I was in our booth on Saturday afternoon when a young mother came by with a stroller. She smiled shyly as I offered a magazine. The little boy in the stroller held a strawberry-vanilla ice cream cone. He turned it slowly, looked for drips, and licked them expertly away. His face and his shirt were completely clean. I had never seen a young child eat an ice cream cone so neatly, I told his mother.
“He’s that way,” she said. Paging through the magazine, she added apologetically, “We’re new to this, you know.”
“New to what?” I asked.
She waved vaguely at the show hall. “This disability stuff. He was diagnosed not too long ago.”
“You have a child in a wheelchair?”
“Yes,” she said. She pointed to the boy. “He’s almost 3. Spinal muscular atrophy, but he doesn’t have his braces on today.”
The boy gazed at me with big brown eyes, then decided I was less interesting than his ice cream cone.
“We want to get him into a wheelchair,” his mother said. “Well, we wanted to. But the doctor — he wouldn’t write a prescription. And my dealer says without the prescription, the insurance company won’t pay for it.”
I asked why the doctor wouldn’t write a prescription.
“He says there’s no use. And that he’s too little for a wheelchair, anyway.” She retrieved a tissue from her purse. The child gave me a good-natured smile as he was unnecessarily tidied up.
“What would you do?” the woman asked. “If you were me, what would you do?”
“I would get another doctor,” I said.
For the first time, she flashed a real smile: “That’s what our dealer said!”

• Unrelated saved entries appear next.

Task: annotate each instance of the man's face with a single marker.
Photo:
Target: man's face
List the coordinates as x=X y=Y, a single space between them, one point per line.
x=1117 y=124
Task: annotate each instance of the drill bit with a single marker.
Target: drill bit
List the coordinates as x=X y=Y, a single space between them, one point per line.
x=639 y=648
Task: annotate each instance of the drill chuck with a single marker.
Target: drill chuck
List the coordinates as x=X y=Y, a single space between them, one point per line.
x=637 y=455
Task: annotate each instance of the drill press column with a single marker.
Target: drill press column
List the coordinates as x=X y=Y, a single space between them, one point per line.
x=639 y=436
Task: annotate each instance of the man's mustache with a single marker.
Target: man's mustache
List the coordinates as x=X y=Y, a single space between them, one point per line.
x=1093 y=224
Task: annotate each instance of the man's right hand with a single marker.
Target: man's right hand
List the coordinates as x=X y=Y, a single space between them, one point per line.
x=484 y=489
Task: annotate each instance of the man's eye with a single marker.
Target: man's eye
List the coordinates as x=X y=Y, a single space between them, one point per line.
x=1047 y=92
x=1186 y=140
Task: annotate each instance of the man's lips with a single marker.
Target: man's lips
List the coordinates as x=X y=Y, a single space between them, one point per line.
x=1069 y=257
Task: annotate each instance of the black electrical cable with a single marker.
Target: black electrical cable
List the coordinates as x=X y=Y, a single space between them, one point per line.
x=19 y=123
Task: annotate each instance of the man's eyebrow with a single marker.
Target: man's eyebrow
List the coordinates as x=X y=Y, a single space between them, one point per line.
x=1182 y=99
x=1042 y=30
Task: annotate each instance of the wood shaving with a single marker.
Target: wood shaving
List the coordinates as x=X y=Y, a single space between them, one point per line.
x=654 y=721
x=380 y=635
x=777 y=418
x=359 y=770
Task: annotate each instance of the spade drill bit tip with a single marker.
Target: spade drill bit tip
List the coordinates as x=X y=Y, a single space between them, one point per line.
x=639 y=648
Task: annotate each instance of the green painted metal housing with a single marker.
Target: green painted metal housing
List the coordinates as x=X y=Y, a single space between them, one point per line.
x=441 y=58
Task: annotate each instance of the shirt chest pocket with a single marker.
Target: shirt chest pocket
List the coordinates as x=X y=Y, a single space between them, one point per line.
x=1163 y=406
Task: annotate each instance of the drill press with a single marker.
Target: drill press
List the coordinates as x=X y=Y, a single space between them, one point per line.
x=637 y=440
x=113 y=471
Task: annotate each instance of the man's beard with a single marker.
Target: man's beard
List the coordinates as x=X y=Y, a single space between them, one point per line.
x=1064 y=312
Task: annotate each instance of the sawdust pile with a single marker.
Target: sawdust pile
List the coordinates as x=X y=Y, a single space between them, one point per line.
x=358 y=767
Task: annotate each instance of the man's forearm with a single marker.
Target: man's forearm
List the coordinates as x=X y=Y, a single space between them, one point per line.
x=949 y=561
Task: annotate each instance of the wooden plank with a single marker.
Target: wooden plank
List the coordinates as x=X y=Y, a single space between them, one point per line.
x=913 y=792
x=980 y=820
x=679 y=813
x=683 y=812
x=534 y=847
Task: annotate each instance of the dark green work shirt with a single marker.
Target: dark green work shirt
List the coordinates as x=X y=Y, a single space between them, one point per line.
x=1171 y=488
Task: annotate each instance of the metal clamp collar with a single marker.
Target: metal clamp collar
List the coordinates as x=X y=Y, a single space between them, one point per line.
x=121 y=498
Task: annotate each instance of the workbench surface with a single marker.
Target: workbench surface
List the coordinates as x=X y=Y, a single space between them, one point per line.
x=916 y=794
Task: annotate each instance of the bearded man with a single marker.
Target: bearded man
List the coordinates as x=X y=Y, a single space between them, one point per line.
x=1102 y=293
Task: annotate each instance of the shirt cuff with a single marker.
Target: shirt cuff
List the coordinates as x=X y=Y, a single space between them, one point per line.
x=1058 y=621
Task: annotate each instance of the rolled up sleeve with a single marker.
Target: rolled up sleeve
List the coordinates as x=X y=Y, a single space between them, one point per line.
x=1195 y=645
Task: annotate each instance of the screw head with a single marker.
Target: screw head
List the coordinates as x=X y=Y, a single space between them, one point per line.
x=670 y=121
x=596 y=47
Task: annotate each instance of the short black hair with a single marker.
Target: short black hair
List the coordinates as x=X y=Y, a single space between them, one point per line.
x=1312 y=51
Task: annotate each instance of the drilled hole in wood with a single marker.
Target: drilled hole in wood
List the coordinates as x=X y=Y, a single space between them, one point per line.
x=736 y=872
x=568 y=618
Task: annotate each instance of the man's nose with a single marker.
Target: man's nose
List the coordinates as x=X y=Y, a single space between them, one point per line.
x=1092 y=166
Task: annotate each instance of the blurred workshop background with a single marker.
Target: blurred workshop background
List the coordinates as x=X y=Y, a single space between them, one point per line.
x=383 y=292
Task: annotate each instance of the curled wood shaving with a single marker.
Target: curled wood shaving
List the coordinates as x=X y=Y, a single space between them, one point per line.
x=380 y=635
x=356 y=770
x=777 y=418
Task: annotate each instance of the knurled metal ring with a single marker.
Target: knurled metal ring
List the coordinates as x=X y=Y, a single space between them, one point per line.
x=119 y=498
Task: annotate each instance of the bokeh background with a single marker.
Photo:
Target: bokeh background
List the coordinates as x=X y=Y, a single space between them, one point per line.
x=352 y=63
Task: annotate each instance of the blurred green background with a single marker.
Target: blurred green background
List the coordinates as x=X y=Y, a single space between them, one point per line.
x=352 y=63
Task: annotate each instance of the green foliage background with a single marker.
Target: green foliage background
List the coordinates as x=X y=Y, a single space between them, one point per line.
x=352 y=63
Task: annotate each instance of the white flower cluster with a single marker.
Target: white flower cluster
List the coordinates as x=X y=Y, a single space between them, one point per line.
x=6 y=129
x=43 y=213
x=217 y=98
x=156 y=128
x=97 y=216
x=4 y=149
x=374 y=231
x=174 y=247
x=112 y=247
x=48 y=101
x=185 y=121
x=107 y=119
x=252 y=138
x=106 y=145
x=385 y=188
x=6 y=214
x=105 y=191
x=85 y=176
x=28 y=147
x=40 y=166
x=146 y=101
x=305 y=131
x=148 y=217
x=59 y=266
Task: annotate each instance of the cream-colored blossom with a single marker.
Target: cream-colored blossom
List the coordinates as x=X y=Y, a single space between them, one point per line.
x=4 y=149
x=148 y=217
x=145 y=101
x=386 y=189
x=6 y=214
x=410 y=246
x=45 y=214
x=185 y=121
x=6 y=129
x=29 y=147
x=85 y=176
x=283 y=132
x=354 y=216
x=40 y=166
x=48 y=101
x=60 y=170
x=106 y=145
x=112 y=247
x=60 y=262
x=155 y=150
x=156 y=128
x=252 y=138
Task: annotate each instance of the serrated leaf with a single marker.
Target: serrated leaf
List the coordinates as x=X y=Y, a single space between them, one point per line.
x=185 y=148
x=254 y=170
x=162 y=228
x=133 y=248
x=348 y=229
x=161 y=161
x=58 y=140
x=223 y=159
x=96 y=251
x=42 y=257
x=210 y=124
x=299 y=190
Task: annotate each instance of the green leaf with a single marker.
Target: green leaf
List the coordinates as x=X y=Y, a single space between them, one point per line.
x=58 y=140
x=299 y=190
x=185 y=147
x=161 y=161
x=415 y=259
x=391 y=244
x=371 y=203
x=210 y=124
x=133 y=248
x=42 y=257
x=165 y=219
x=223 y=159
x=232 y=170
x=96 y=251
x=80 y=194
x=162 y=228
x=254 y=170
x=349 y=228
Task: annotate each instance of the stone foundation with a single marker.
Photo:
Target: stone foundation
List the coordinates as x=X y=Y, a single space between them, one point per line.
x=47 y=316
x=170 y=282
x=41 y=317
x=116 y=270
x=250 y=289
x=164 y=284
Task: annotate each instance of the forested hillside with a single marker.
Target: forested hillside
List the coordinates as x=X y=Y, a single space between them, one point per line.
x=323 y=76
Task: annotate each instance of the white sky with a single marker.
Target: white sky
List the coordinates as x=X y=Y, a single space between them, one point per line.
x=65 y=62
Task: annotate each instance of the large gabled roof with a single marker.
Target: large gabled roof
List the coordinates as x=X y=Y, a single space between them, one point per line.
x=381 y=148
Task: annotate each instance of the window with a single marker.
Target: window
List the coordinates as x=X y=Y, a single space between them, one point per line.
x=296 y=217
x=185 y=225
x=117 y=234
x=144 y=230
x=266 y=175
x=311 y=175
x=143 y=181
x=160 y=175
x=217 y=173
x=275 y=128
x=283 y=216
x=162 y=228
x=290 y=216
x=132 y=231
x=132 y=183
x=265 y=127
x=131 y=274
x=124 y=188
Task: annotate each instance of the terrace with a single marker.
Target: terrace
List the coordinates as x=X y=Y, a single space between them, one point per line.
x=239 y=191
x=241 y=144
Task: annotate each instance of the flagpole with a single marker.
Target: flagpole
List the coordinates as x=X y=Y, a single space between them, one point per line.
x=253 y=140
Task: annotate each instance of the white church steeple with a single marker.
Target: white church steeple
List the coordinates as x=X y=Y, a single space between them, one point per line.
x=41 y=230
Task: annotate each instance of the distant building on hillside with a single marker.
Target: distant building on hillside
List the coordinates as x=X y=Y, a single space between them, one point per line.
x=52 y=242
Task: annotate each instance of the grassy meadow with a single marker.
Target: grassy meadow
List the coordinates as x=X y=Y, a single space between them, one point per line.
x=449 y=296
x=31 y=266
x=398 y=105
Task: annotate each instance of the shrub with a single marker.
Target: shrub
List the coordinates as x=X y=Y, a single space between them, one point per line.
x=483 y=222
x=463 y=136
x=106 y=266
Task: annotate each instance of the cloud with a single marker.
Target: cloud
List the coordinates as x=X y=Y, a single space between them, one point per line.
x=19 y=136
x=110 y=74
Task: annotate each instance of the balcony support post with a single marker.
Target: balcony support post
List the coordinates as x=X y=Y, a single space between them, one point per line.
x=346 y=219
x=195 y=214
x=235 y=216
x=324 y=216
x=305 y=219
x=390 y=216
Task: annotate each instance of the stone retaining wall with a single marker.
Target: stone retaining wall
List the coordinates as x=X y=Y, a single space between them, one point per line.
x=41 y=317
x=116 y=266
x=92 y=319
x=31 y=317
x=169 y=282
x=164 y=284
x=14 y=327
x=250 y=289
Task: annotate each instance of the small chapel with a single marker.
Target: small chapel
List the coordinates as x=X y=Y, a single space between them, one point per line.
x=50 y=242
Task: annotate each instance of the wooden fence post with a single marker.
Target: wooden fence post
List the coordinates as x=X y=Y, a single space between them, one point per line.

“Maybe you’d like me to send you research about power mobility for children?” I asked. “You could share it with your doctor, or with another doctor if you get a second opinion. I don’t know your son’s medical needs, but some very young children benefit from mobility devices.”
She put the tissue away. “He’s really smart,” she offered hopefully, smoothing her son’s hair. “Say hi, honey.”
“Hi,” the boy said.
She told me the name of her rehab technology supplier. “I’ve visited them,” I said. “They do great work.”
“They’ve helped a lot,” she agreed. “But it’s so overwhelming — we just don’t know what to do.”
I handed her a business card. “E-mail me, and I’ll send you research on mobility for children,” I said.
“That would be great,” she said. “Say good-bye, honey.”
“Bye-bye,” the boy said.
This issue, we talk about pediatric conditions affecting mobility — some of them more common, some rarer. We hope this primer will be a resource, a “shortcut” checklist of conditions, symptoms, prognoses and what sort of mobility equipment can help.
Anxious parents depend on you to educate and help them, their physicians and funding sources. You have the best opportunity to reach them.
Because so far, this young mother has not e-mailed or called me.